DS designates a mature standard.  If you read the requirements in RFC
2026 for a mature standard it is clear that few of the modern IETF
protocols live up to that standard -- you need to demonstrate
interoperability between two completely independent implementations of
_all_ features in the protocol standard.  Another (existing) requirement
is that any patent licenses needs to be obtained through separate
processes.  I believe that a good way to demonstrate that the patent
license process works is to require that a free software implementation
exists.  I strongly believe it should be possible to participate on the
Internet without paying a software patent tax to some organizations.

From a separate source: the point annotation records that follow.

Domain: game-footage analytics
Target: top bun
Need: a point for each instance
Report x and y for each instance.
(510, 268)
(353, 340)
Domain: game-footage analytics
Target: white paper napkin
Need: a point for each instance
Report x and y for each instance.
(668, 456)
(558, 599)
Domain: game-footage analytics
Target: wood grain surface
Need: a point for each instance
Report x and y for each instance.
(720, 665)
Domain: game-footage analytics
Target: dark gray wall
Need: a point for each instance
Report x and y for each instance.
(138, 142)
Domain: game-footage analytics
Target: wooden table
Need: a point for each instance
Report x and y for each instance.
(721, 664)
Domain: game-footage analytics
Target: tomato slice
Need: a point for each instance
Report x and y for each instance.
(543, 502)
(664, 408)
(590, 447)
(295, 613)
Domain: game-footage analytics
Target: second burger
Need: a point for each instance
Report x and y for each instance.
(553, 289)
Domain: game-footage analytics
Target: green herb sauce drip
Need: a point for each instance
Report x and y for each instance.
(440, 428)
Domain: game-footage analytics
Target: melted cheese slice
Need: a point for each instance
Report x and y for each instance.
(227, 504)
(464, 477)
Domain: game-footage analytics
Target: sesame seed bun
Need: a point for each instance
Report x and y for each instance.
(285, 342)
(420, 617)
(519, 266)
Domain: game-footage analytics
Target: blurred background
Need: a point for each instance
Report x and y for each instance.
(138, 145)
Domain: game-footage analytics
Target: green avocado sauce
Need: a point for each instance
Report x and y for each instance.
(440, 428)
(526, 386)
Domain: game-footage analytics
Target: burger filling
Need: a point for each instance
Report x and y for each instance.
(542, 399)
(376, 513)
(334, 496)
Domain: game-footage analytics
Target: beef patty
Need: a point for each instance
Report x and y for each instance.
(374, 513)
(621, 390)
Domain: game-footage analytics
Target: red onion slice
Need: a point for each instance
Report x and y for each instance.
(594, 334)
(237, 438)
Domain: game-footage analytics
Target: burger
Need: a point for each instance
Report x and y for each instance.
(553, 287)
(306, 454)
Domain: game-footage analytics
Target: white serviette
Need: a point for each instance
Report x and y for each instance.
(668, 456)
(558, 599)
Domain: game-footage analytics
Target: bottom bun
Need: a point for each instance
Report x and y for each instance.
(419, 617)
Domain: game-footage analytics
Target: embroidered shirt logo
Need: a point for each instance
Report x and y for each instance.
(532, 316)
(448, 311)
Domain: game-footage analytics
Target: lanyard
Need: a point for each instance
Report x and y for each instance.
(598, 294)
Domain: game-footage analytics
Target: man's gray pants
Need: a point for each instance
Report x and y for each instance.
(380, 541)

I believe you are arguing that the ends justify the means. In other words, because all the licensing has to be worked out (to become a DS), you believe a free implementation is the answer. I say it is not. Two commercial organizations can work out licensing and comply with this requirement - but you don't want that to be acceptable. I hold that this is what I'm referring to as "bad for the IETF" because corporations will either start involving themselves less in the IETF (directly affecting the IETF's revenue - which is already too low, and probably adversely affecting corporate sponsorship of meetings - which is already hard to acquire), and/or have fewer corporate participants care about DS and FS RFCs, because there is no incentive for them to do the work.

BTW - if you believe a free (cost-wise) implementation be mandatory for elevation to DS, why don't you suggest the text be changed to say that?